502 Gateway Timeout Error

Incident Report for Brillium

Postmortem

Background

On June 8 there was an event that affected service to all customers between approximately 1300 – 1400 UTC. Immediate review of our monitoring and systems data suggested that the network between our systems and database services suddenly stopped functioning. Our systems repeatedly tried to reestablish communication with these resources without immediate success. The systems once again became operational after approximately ~1 hour.

Further review of available data indicated communications between our systems and other Amazon AWS cloud services were not reliably functioning during this time. This presented itself as sporadic errors and/or temporary communication failures between key systems. As these network systems are not within our domain of control, we do not have access to the detailed data that can confirm our conclusions with absolute certainty. Previously, our systems were operating normally until network communication was suddenly lost.

Subsequently, we reported this to Amazon AWS support, which later advised that there were elevated API latency issues around the period of this event.

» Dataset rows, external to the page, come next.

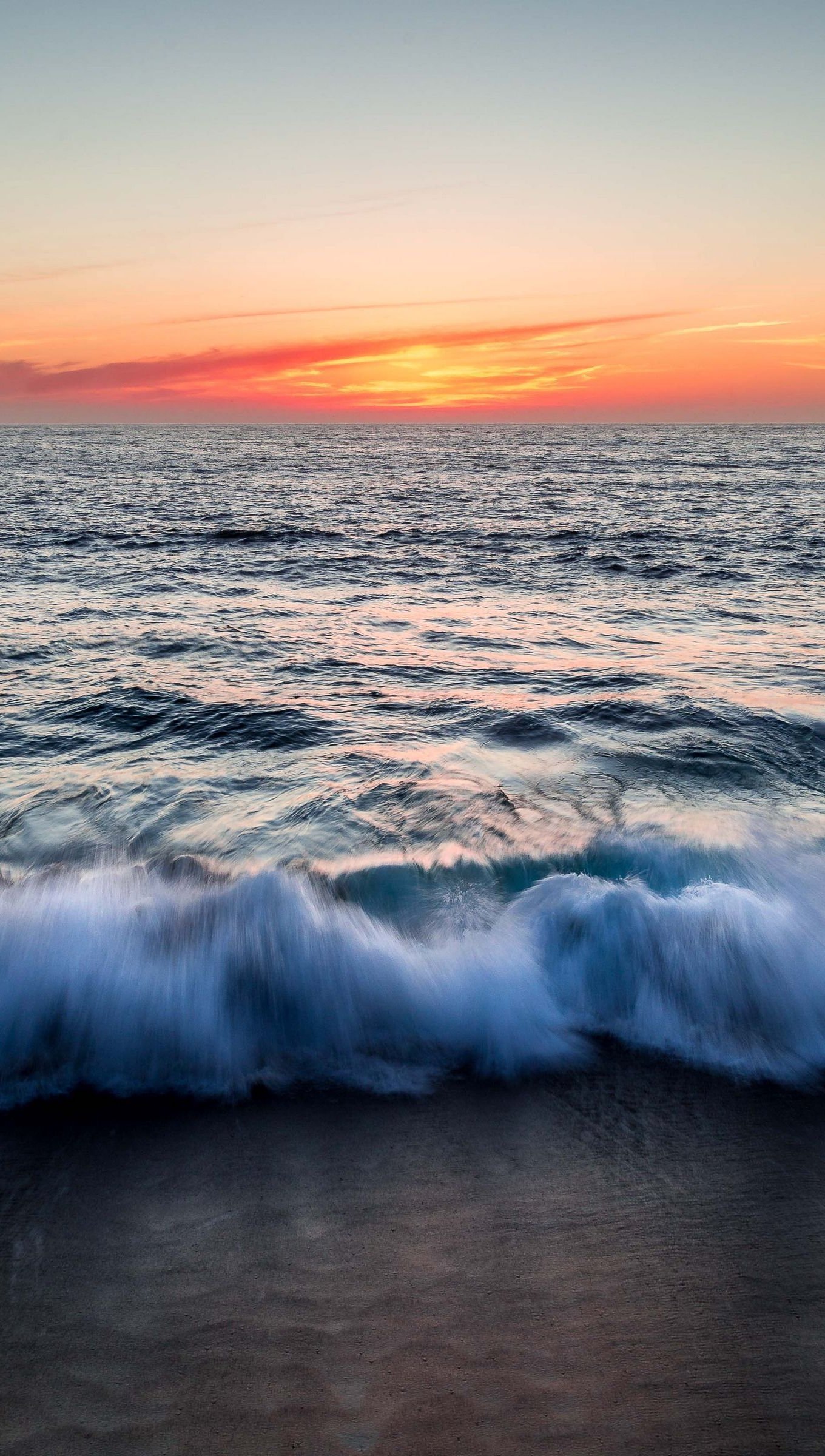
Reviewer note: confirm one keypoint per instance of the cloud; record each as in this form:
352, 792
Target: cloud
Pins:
722, 328
283, 363
47, 274
348, 308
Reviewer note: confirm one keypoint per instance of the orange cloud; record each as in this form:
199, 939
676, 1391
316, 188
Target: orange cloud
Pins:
440, 368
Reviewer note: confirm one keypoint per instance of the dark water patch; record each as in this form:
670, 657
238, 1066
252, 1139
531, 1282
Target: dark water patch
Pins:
150, 717
520, 730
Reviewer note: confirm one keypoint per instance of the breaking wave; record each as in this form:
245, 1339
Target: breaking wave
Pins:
134, 980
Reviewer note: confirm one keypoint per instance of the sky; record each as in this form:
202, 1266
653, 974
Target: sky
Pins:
584, 210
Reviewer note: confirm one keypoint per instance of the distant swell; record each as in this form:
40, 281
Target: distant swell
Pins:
136, 982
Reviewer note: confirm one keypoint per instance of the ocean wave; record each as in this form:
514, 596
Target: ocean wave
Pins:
139, 980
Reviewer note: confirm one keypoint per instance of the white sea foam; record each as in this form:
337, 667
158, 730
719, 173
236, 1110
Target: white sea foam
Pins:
124, 982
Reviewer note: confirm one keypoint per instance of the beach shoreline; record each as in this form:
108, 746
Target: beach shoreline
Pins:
625, 1258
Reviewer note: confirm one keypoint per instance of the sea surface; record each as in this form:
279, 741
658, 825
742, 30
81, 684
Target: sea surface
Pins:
374, 756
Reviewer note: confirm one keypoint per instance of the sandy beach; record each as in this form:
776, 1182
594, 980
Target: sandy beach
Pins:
625, 1260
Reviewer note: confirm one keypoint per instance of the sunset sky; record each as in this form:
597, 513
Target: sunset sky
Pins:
373, 210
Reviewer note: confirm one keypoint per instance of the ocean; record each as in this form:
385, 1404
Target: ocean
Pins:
412, 941
374, 756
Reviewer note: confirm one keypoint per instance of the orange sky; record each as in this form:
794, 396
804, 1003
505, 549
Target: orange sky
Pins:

While this does align with what our evidence indicates, Amazon AWS Support was not immediately able to positively confirm that these were in fact the specific issues that we experienced. We have requested additional information.

Steps taken:

We communicated our status and findings, as we learned them, to all customers via our status page.
We provided additional details to customers through direct support communications.
We contacted Amazon AWS Support for additional information and confirmation of our findings.
We continued to closely monitor systems for a period after the event, to ensure ongoing stability.

Mitigation

As this event was external to our systems and outside of our control, no direct actions could have predicted or prevented the issues.

External network or Internet issues can and will affect access to our systems; however, these types of events are generally rare and often quickly resolved.

Posted Jun 19, 2022 - 18:03 EDT

Resolved

This incident has been resolved.

Posted Jun 08, 2022 - 21:39 EDT

Update

We are continuing to monitor for any further issues. At present, it continues to appear that this was caused by something related to some of the AWS systems we use. We will be confirming this with them and providing updates within the next 48 hours or so.

Posted Jun 08, 2022 - 10:17 EDT

Monitoring

Ongoing systems monitoring has begun. Systems are operating normally.

Posted Jun 08, 2022 - 10:13 EDT

Update

All systems are recovered. We have begin monitoring operations while we gather additional information.

Posted Jun 08, 2022 - 10:10 EDT

Update

All systems are being tested now (smoke test). We expect an update within a few moments.

Posted Jun 08, 2022 - 10:06 EDT

Update

We have begun and are continuing to bring up affected customers. Currently we estimate approximately 5 more minutes to address remaining affected instances.

Posted Jun 08, 2022 - 09:42 EDT

Update

We estimate approximately 5 minutes to address the issue. We are continuing to identify the root cause of the issue. At present, it appears to be a related to the AWS database system infrastructure.

Posted Jun 08, 2022 - 09:16 EDT

Identified

The issue has been identified and the system operations team is working with the AWS team to remedy the situation.

Posted Jun 08, 2022 - 09:10 EDT

Investigating

We are currently investigating reports that some customers are unable to access their Brillium assessment Builder instance and receiving a "502 Bad Gateway" error

Posted Jun 08, 2022 - 09:09 EDT

This incident affected: API & Integrations (API), Administration (User Administration and Authentication, Partner Central Custom Administration), and Assessment Builder (Assessment Authoring).